As you can see from the above image, the time difference between the fastest and slowest task is pretty small which is what we want. This also ensures that we don’t struggle with straggler tasks which keeps your job running forever.

The code after this change will look like the following snippet

spark.read.jdbc( readUrl, "products","product_id", lowerBound=1, upperBound=3000000, numPartitions=30, readProperties ).write.mode( SaveMode.Append).jdbc(writeUrl,"products",writeProperties)

Now after these changes, we have successfully increased the number of task and also managed to run those task in parallel without worrying about stragglers.

Using fetchSize option in spark read

After adding the partition column our job ran much faster than before but still, we had a problem. A job will take around an hour to complete in spark on Kubernetes but it will complete in less than two mins when we ran our spark job from the database server in standalone mode. We were puzzled about this behavior from Spark.

Finally while going through spark documentation, we found an option named fetchsize that can be modified. We started to look at what exactly is this parameter and what is the default value. Later, we found out that the default value for IBM DB2 driver is 32. So, you might need to look into your driver setting to find the default value.

Task summary of the same stage with different fetchsize

As you can see from the above image, the time taken to read from the same source with all the parameters being the same saw a 7 fold increase just by increasing the fetchsize. Everyone might think why not set it to a very high value, the problem with that approach is that the entire data fetched in single jdbc call is always stored in heap space. So it is quite possible that you fill the jvm heap space and get an exception for the same.

spark.read.option("fetchsize", "10000").jdbc( readUrl, "products", "product_id", lowerBound=1, upperBound=3000000, numPartitions=30, readProperties ).write.mode(SaveMode.Append).option("batchsize","100000").jdbc( writeUrl,"products",writeProperties)

Similar to fetchsize for read, there is a batchsize for write which can be tuned in the same way.

Repartition data on spark just before writing

Whatever process you do in spark, you might need to write the data back into some sort of storage system. The storage system can be object storage in cloud, Network attached storage or a database system.

Just before you write the data, try to repartition it. This way you create equal task for the executors to work and it is quite possible for them to complete all the task in a particular stage at the same time consuming the same amount of resources.

Writing the data after repartitioning created task that are almost equal in size and all of them completed in almost the same time.
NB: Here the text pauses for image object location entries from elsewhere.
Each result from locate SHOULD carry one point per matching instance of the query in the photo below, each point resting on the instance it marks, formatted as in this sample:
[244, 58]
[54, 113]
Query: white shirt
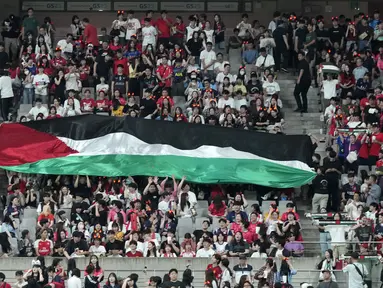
[271, 87]
[40, 82]
[222, 102]
[132, 26]
[189, 31]
[329, 88]
[205, 253]
[239, 102]
[71, 81]
[148, 35]
[209, 35]
[74, 282]
[65, 46]
[208, 57]
[221, 76]
[36, 111]
[269, 61]
[354, 278]
[6, 87]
The spark code to read and write after all the optimization will look like the below code snippet.

spark.read.option("fetchsize", "10000").jdbc( readUrl, "products" ,"product_id", lowerBound=1, upperBound=3000000, numPartitions=30, readProperties ).repartition(60).write.mode(SaveMode.Append).option("batchsize","100000").jdbc( writeUrl,"products",writeProperties)

Also note that all the spark jobs ran on a kubernetes cluster in a cloud environment that is hosted in the different geographical zone but in a single region. So your mileage may vary based on the network communication between your physical cluster and other factors. Feel free to comment for any changes or improvements.